There is no doubt that Keystone XL’s cancellation was a massive gut punch to Canada and its oil and gas industry. Now the analysis is out showing the impact it had on the United States.
Just a sliver over two years ago the U.S. government nixed the pipeline project which would have added an additional 830,000 barrels of oil per day into the U.S.
The pipeline, which was expected to be complete in 2023, would have provided thousands of jobs and billions in economic activity. In December, the U.S. Department of Energy released its congressionally mandated report on the matter, and it’s now known approximately how many jobs and billions of dollars were foregone due to the cancellation.
The highlighted impacts in the report show that about 20,000 potential construction jobs per year over a two-year period were lost.
The nixing of the project also had a direct impact on the U.S. GDP with a loss of $3.4 billion. Wages were also impacted, with an estimated loss of $2.05 billion in potential earnings.
While there have not been any government numbers released for Canadian job losses, TC Energy said at the time of the cancellation that 1,000 workers would be laid off due to the announcement.
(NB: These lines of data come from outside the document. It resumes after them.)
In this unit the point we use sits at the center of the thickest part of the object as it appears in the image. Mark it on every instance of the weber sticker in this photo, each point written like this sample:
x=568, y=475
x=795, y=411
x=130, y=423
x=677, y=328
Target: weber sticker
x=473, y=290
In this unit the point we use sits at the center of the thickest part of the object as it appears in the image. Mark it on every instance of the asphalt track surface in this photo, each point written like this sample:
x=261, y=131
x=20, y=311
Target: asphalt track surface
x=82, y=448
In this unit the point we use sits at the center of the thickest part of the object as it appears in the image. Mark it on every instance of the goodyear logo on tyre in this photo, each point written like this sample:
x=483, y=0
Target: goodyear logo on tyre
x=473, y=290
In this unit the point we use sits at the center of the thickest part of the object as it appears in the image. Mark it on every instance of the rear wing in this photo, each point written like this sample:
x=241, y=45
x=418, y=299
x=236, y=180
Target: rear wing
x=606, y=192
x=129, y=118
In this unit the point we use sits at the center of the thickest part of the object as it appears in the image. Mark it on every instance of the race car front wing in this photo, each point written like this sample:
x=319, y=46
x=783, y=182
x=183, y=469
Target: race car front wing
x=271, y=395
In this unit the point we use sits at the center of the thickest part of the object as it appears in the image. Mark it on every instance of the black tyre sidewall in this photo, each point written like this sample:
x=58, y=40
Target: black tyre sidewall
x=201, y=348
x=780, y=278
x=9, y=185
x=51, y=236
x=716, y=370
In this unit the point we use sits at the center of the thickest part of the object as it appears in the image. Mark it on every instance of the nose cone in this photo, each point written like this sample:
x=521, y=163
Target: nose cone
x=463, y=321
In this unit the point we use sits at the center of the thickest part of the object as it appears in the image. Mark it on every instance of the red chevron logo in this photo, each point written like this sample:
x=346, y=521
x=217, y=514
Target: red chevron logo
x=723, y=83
It was a missed opportunity to lower costs for U.S. consumers, according to the American Petroleum Institute. Indigenous groups were also impacted by the cancellation.
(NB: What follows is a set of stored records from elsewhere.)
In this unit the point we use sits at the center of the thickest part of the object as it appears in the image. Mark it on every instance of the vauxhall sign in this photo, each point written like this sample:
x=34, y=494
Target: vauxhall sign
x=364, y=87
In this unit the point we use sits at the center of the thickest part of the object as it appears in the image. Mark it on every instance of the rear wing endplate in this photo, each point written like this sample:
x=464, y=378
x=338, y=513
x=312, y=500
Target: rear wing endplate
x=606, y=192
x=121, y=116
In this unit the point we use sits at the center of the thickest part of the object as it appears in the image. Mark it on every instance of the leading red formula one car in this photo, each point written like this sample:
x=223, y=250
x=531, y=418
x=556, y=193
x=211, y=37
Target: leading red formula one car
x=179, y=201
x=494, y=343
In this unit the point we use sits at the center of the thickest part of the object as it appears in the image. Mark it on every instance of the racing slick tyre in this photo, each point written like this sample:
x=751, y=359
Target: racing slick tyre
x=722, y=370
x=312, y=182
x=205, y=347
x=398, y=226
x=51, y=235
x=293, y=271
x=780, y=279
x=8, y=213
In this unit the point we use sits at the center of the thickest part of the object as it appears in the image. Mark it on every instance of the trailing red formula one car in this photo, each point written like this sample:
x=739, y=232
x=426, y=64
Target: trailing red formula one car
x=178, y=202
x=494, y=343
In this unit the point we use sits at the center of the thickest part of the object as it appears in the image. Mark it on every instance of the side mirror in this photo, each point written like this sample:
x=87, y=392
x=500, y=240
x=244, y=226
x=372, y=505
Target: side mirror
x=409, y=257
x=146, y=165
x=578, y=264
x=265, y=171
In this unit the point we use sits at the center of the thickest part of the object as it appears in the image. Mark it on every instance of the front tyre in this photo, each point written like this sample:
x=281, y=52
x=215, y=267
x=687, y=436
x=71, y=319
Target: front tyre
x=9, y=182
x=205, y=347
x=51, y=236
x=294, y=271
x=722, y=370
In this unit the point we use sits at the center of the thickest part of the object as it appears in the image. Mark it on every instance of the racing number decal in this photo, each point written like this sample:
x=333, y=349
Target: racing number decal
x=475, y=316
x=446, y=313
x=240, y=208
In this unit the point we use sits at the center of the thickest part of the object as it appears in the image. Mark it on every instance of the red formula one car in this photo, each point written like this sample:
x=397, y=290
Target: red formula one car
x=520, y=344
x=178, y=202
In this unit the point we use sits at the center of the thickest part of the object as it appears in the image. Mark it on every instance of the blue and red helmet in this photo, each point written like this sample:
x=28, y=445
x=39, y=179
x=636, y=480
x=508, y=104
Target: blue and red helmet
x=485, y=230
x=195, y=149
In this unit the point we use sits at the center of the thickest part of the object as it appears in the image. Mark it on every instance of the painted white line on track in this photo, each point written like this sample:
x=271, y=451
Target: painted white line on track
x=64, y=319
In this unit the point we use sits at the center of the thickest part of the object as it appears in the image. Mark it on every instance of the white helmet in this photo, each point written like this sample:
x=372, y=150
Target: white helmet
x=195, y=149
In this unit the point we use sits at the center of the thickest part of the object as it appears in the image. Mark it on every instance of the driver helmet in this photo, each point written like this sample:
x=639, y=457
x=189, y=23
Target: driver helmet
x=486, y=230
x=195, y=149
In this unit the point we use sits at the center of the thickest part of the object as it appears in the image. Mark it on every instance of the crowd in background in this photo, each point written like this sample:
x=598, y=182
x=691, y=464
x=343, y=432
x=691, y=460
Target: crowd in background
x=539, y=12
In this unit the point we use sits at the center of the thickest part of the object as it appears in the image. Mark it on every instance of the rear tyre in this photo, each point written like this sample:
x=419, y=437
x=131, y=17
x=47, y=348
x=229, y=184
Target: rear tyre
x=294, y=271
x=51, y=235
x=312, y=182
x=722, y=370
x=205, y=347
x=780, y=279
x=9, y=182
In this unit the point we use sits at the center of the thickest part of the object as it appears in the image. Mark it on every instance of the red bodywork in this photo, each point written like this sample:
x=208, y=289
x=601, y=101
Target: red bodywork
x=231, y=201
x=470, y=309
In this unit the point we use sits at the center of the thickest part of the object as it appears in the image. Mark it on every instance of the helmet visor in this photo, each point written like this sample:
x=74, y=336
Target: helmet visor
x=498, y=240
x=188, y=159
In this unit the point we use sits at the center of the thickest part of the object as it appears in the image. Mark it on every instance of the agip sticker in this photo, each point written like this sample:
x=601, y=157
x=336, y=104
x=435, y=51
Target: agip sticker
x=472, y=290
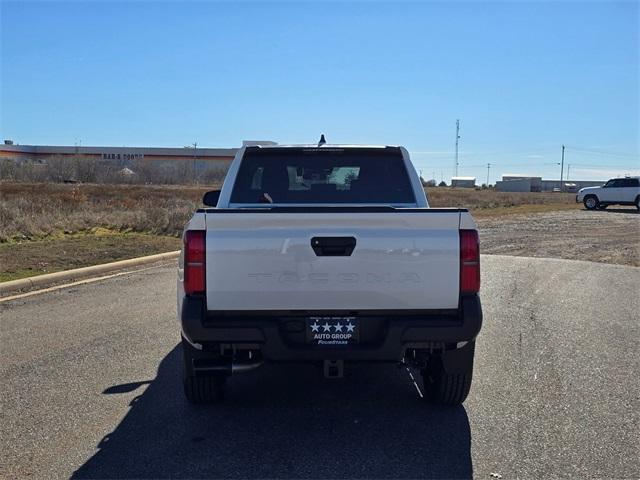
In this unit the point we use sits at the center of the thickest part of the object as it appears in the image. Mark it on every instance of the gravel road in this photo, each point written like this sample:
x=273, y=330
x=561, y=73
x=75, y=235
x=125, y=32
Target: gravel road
x=608, y=236
x=90, y=389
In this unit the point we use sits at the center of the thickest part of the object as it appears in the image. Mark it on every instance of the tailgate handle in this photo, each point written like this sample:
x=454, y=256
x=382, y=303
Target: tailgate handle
x=333, y=246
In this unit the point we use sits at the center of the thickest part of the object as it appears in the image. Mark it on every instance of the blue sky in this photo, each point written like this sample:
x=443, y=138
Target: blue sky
x=522, y=77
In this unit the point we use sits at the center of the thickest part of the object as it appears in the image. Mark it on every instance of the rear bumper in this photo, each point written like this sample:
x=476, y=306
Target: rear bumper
x=279, y=336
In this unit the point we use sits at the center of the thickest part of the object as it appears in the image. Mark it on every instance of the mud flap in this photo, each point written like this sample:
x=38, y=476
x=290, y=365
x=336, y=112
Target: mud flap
x=459, y=360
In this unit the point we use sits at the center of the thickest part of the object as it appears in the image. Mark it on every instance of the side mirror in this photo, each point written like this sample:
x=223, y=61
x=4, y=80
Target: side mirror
x=210, y=199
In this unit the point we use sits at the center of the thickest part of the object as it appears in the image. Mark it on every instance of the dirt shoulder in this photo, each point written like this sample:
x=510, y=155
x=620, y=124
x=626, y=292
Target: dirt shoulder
x=608, y=236
x=29, y=258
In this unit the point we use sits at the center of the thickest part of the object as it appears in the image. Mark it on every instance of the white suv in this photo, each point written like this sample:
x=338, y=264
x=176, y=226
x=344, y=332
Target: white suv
x=620, y=191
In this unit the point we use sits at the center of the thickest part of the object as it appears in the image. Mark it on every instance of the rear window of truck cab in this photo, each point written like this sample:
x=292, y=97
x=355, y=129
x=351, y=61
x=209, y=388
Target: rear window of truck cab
x=323, y=175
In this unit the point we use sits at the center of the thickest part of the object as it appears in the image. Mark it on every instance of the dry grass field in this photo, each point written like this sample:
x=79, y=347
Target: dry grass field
x=30, y=211
x=46, y=227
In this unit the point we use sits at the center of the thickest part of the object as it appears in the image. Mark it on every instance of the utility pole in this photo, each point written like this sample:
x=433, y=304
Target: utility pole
x=195, y=146
x=562, y=170
x=457, y=138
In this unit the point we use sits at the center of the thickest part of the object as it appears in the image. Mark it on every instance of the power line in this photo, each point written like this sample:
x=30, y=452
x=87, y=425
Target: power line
x=594, y=151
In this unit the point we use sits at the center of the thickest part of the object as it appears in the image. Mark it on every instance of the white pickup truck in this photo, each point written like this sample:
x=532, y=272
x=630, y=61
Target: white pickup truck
x=328, y=254
x=617, y=191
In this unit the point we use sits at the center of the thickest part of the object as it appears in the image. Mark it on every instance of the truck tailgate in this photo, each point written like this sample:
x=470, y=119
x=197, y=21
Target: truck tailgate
x=266, y=261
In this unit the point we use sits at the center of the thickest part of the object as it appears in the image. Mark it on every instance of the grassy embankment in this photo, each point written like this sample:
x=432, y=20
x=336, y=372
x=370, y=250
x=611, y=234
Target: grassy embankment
x=48, y=227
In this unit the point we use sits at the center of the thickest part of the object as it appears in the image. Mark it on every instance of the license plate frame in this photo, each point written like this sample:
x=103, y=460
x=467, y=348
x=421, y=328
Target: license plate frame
x=333, y=331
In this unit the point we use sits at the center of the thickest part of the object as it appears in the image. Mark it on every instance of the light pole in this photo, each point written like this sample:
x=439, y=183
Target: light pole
x=562, y=170
x=195, y=146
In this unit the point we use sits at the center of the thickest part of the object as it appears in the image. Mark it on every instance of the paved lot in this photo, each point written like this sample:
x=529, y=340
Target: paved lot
x=609, y=236
x=90, y=388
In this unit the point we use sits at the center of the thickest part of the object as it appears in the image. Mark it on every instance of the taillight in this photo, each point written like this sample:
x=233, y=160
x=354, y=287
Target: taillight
x=194, y=262
x=469, y=261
Dale Swampy, president of the National Coalition of Chiefs noted that “It’s quite a blow to the First Nations that are involved right now in working with TC Energy to access employment training and contracting opportunities.”
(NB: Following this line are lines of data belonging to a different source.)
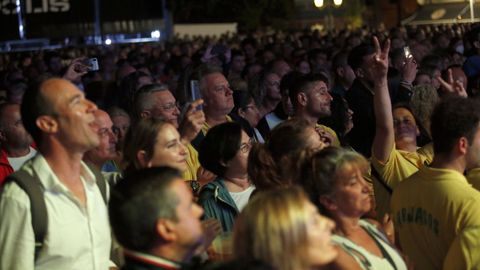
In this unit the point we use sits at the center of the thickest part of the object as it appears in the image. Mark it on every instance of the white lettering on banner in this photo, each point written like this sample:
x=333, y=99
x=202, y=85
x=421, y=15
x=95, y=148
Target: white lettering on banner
x=9, y=7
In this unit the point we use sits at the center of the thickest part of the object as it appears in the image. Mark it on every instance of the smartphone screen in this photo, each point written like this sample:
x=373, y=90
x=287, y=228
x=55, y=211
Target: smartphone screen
x=195, y=92
x=407, y=52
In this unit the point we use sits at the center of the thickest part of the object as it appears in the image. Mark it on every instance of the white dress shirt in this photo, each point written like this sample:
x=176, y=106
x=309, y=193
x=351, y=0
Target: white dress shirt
x=78, y=236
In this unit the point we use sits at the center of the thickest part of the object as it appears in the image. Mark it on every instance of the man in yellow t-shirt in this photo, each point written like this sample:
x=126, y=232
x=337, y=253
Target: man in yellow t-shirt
x=473, y=177
x=395, y=155
x=399, y=166
x=435, y=211
x=218, y=97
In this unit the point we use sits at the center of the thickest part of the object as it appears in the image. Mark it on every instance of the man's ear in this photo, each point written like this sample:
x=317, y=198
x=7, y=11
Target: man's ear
x=47, y=124
x=359, y=73
x=165, y=229
x=463, y=145
x=328, y=203
x=302, y=99
x=340, y=71
x=241, y=112
x=143, y=159
x=145, y=114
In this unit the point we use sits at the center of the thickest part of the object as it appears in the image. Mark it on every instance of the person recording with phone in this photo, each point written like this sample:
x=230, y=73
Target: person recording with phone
x=156, y=101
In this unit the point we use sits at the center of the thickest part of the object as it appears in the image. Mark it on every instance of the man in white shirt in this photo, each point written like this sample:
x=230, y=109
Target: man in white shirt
x=61, y=121
x=15, y=140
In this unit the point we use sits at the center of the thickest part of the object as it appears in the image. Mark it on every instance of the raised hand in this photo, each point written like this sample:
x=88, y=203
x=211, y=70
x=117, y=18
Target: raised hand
x=378, y=62
x=192, y=122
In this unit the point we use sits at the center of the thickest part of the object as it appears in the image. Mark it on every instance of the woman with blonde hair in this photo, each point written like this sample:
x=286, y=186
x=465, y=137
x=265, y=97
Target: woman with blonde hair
x=283, y=228
x=276, y=163
x=333, y=179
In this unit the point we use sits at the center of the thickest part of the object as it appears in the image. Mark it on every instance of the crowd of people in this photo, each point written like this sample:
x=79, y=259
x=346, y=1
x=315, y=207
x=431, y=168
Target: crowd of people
x=303, y=150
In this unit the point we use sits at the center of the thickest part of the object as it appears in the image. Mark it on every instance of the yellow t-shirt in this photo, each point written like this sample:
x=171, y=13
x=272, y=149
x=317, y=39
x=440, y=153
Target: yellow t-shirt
x=473, y=177
x=400, y=165
x=192, y=164
x=437, y=216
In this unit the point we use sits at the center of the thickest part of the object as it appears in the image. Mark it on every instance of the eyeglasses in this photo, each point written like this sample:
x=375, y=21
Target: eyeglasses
x=170, y=106
x=194, y=185
x=245, y=147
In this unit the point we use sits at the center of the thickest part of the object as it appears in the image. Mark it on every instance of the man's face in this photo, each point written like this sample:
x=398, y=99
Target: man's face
x=318, y=99
x=165, y=107
x=74, y=115
x=121, y=123
x=273, y=86
x=188, y=226
x=366, y=73
x=238, y=63
x=105, y=151
x=405, y=127
x=13, y=133
x=281, y=68
x=218, y=95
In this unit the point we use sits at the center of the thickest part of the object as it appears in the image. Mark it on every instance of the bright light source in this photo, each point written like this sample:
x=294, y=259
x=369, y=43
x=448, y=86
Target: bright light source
x=155, y=34
x=318, y=3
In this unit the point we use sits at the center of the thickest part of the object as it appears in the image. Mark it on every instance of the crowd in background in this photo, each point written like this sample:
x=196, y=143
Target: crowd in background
x=309, y=149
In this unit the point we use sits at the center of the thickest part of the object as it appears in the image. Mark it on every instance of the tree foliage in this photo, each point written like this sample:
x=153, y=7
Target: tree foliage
x=249, y=14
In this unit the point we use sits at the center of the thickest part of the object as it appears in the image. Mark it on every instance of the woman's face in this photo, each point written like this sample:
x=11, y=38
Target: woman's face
x=250, y=113
x=351, y=193
x=237, y=166
x=168, y=149
x=319, y=231
x=314, y=141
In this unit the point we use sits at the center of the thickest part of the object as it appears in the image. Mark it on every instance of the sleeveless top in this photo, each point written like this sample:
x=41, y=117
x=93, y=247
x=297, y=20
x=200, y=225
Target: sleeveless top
x=391, y=258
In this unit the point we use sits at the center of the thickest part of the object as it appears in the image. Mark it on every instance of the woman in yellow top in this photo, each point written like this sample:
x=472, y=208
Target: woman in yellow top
x=395, y=155
x=153, y=142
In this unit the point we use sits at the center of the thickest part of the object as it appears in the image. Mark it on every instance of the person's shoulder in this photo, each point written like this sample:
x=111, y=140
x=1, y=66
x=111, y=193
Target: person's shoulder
x=13, y=193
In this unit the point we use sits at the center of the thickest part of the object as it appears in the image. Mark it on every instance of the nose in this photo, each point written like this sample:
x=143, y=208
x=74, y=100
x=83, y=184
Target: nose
x=228, y=91
x=91, y=107
x=176, y=111
x=329, y=96
x=366, y=187
x=198, y=210
x=183, y=149
x=112, y=136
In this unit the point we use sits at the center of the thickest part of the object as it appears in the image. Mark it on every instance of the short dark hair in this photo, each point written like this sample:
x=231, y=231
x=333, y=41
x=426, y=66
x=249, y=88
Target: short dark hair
x=202, y=71
x=356, y=55
x=35, y=104
x=3, y=107
x=138, y=201
x=141, y=136
x=220, y=145
x=453, y=118
x=303, y=83
x=142, y=97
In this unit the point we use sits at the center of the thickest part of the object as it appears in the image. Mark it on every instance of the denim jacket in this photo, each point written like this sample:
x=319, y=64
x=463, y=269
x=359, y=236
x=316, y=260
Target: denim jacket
x=218, y=204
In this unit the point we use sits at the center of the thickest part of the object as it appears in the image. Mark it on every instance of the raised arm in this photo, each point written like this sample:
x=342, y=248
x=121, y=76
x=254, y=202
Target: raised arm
x=384, y=139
Natural Law Energy, an Indigenous-owned energy company, had signed an agreement to invest a $1 billion equity stake in the pipeline. This would have had the potential to create jobs and economic opportunity for Indigenous communities, Natural Law Energy said. More than $600 million in supply and employment agreements for Indigenous-owned companies were expected to come from the project’s construction.
While celebrated by many environmental groups, the decision to cancel Keystone XL was controversial on both sides of the border. Politicians, Indigenous leaders, and labour unions criticized the cancellation for the significant consequences it could have for both Canada and the United States.
Teamsters general president Jim Hoffa’s statement strongly encouraged the U.S. government to reconsider the decision. “This executive order doesn’t just affect U.S. Teamsters; it hurts our Canadian brothers and sisters as well who work on this project. It will reduce good-paying union jobs that allow workers to provide a middle-class standard of living to their families.”
Terry O’Sullivan, general president of the Laborers’ International Union of North America said, “By blocking this 100 percent union project, and pandering to environmental extremists, a thousand union jobs will immediately vanish, and 10,000 additional jobs will be foregone.”
The United States is the world’s largest importer of oil, and Canada is its top supplier. America will continue to rely on oil imports, according to the U.S. Energy Information Administration. Absent Keystone XL, imports will come increasingly from other countries that may not have the same environmental and human rights standards as Canada.